Interview Scorecard Builder

Design a structured interview scorecard with competencies and rating scale

Builds an interview scorecard with competencies, behavioral indicators for each level on a 1-5 scale, and space for interviewer notes and an overall hire recommendation. It runs free in your browser on Gera Tools, with nothing uploaded.

Last updated Source: Gera Tools

Why use a scorecard instead of a gut feeling?

Scorecards force interviewers to rate the same competencies against the same anchors, which reduces bias and makes candidates comparable. A documented rationale also protects you if a hiring decision is ever questioned.

A consistent rubric for every candidate

Hiring decisions improve dramatically when every interviewer scores the same competencies against the same anchors. Without a scorecard, interviewers leave the room with general impressions that are hard to compare and easy to bias toward whoever spoke most confidently. This builder turns a role and a list of competencies into a structured scorecard with behavioral anchors for each point on a 1-5 scale, notes space, and an overall recommendation line.

How it works

For each competency you enter, the tool generates a five-level rubric. Behavioral anchors at levels 1, 3, and 5 define what each rating means in observable terms — so a “3 on problem-solving” means the same thing whether Alex or Jordan is filling in the scorecard. The scorecard includes a notes field per competency (critical for capturing evidence) and a final block for an overall rating and a deliberate hire / no-hire / strong-hire recommendation.

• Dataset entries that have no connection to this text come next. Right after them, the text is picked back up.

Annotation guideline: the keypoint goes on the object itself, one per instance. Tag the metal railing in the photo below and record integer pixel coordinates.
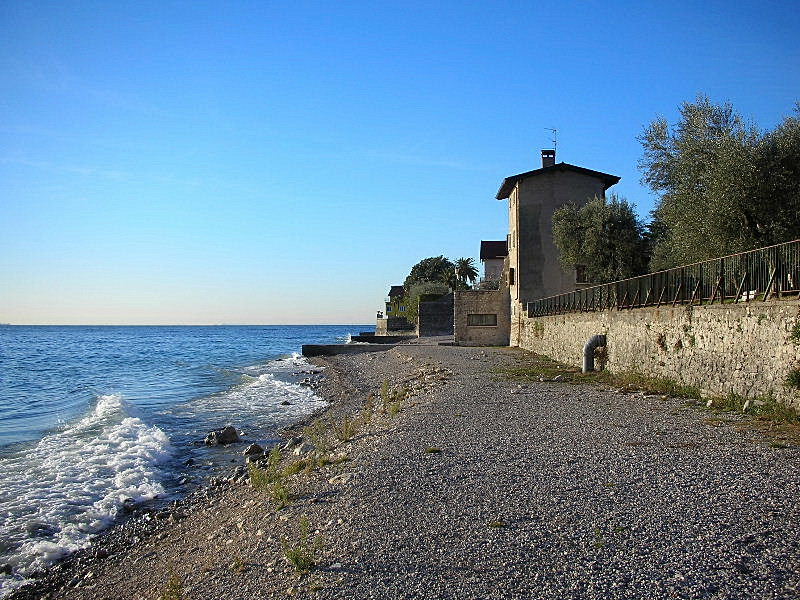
(754, 275)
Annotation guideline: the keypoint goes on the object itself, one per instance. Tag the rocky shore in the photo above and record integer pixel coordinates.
(432, 475)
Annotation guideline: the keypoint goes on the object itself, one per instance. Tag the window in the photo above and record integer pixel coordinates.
(478, 320)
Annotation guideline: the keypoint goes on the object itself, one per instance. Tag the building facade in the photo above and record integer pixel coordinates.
(534, 270)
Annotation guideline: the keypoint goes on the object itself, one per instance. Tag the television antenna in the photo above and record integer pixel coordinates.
(555, 137)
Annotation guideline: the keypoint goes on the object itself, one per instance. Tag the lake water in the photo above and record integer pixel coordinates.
(94, 417)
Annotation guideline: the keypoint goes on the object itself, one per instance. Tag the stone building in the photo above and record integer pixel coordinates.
(534, 270)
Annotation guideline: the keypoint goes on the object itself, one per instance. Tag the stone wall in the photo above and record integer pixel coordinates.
(389, 325)
(482, 302)
(436, 317)
(743, 348)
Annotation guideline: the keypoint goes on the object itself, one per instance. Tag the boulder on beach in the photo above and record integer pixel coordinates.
(224, 436)
(253, 450)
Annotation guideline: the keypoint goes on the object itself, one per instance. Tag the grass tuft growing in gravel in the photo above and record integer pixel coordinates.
(301, 553)
(346, 430)
(173, 590)
(318, 434)
(280, 495)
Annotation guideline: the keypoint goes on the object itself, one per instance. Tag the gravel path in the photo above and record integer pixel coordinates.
(484, 488)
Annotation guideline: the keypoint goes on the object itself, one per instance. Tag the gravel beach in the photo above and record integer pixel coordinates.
(477, 486)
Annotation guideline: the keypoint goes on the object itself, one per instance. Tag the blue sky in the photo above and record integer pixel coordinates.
(285, 162)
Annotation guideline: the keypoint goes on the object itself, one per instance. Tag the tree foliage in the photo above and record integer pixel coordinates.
(421, 292)
(603, 235)
(434, 268)
(466, 271)
(723, 186)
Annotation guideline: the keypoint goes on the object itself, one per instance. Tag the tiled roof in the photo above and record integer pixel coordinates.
(493, 249)
(509, 182)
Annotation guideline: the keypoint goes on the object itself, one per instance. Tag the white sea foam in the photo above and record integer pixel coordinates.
(260, 399)
(73, 483)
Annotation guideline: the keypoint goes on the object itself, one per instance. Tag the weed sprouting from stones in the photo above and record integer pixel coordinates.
(173, 590)
(301, 553)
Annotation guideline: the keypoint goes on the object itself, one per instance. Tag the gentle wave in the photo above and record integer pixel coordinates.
(73, 483)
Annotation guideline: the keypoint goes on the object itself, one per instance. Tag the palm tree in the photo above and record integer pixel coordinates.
(465, 270)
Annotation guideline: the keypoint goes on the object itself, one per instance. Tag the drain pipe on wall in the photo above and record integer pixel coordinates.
(596, 341)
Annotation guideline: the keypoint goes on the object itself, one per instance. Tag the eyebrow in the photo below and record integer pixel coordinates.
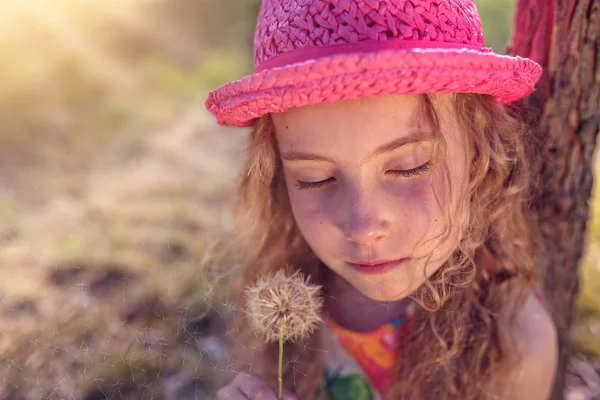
(386, 148)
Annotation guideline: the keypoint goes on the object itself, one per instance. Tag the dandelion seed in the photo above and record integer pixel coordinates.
(283, 308)
(284, 297)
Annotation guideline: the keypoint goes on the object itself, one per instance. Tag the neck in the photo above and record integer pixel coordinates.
(352, 310)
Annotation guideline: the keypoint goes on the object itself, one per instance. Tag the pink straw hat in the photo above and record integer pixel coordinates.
(316, 51)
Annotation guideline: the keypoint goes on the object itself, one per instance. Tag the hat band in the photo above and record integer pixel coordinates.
(365, 46)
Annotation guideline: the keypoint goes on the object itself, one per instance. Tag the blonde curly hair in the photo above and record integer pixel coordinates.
(466, 354)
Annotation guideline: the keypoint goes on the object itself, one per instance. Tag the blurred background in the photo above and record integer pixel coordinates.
(113, 182)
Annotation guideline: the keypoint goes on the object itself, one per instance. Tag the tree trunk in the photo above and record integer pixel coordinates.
(564, 37)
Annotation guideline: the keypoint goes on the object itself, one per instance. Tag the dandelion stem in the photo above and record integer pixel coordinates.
(280, 377)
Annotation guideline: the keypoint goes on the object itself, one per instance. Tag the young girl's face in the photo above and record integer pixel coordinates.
(358, 177)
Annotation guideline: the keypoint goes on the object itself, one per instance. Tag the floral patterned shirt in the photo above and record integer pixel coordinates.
(359, 366)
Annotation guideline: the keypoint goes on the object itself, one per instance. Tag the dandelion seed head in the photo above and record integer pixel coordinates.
(279, 298)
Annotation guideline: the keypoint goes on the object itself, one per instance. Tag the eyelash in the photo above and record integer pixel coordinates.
(409, 173)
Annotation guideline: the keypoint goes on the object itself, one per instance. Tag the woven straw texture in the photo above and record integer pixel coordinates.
(449, 56)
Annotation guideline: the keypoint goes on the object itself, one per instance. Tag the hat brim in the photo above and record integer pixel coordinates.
(354, 75)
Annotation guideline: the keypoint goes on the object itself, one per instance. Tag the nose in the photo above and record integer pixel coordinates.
(366, 222)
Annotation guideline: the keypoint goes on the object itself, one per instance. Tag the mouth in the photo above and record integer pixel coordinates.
(376, 266)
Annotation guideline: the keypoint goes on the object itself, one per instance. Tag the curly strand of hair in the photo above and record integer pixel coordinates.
(460, 346)
(466, 349)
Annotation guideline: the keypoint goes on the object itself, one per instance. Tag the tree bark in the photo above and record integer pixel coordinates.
(564, 37)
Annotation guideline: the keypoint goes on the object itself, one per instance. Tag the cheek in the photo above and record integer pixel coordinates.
(312, 214)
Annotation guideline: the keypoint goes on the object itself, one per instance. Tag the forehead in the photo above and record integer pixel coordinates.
(350, 128)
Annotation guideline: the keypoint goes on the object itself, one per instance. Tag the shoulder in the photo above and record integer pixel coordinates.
(537, 337)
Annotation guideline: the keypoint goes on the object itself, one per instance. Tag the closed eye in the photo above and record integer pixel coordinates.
(314, 185)
(410, 173)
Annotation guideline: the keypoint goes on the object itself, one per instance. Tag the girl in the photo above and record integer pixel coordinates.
(384, 164)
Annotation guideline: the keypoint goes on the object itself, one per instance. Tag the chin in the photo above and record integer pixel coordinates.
(379, 290)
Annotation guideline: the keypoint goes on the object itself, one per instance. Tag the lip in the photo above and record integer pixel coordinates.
(377, 266)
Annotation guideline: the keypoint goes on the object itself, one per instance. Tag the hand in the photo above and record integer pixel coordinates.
(250, 387)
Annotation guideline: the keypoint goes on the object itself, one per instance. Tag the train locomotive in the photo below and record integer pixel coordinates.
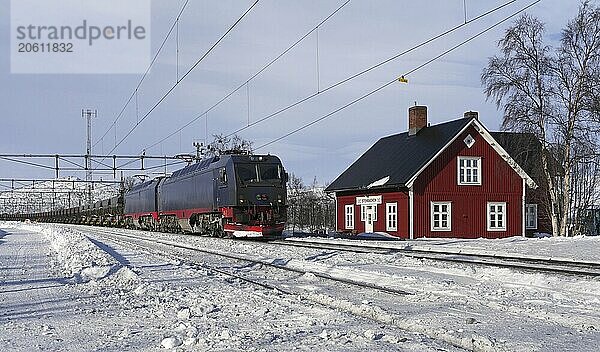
(234, 195)
(228, 195)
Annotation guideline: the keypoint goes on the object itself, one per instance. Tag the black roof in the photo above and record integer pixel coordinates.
(399, 156)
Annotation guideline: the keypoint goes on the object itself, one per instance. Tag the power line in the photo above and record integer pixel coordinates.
(252, 77)
(311, 96)
(394, 80)
(170, 90)
(135, 90)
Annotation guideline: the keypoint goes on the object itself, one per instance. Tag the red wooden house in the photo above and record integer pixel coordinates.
(448, 180)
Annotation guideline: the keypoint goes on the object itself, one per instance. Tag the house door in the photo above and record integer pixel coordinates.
(369, 218)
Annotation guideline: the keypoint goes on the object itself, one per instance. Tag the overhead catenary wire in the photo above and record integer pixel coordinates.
(348, 79)
(170, 90)
(395, 79)
(134, 93)
(265, 67)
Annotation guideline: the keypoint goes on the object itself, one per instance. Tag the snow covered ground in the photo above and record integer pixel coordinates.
(76, 288)
(63, 291)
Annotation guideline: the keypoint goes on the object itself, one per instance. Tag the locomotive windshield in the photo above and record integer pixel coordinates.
(269, 172)
(249, 173)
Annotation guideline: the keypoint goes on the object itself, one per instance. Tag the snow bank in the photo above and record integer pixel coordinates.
(78, 258)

Ratings are intentionally not auto-averaged into a verdict. An average can mask a disqualifying gap: a candidate who scores 5 on every competency but 1 on integrity, for example, should not get an automatic hire simply because the mean is still high.

Choosing the right competencies

Four to six competencies is the practical sweet spot. Too few and you miss dimensions that matter; too many and interviewers spread attention across box-ticking rather than probing deeply. A typical set for a senior individual contributor might look like:

  • Technical depth — mastery of the core skills the role requires
  • Problem-solving — how they structure and work through ambiguity
  • Communication — clarity in explaining complex ideas to different audiences
  • Collaboration — evidence of working effectively with others to achieve shared goals
  • Drive — self-direction, ownership, and follow-through without supervision

For roles with a specific functional requirement (sales: closing skills; engineering management: people development), replace one of the generic competencies with the role-specific one.

Running the debrief well

The scorecard is most useful if each interviewer completes it independently before the debrief begins. Once someone shares their overall impression in the room, the others tend to anchor on it — a pattern called “anchoring bias” that flattens the variance the scorecard was designed to surface.

Run the debrief by going competency by competency, asking each interviewer to share their rating and the evidence behind it. Divergences — one person gave a 4, another gave a 2 on the same competency — are the most valuable moments: they reveal either that different questions probed different things, or that one piece of evidence changed the assessment. Resolve them with evidence, not volume.

Tips

  • Treat a 3 as a genuine pass, not a polite minimum. Reserve 4 and 5 for clear, specific evidence. Grade inflation in scorecards is the main reason they stop being useful.
  • Write verbatim quotes in the notes field when you can. “She described the exact approach she used to reduce API latency by 40%” is far more useful in a debrief than “strong technically”.
  • Flag any competency at the top of the scorecard where a score below 3 is disqualifying regardless of the overall average, so the panel knows before discussion starts.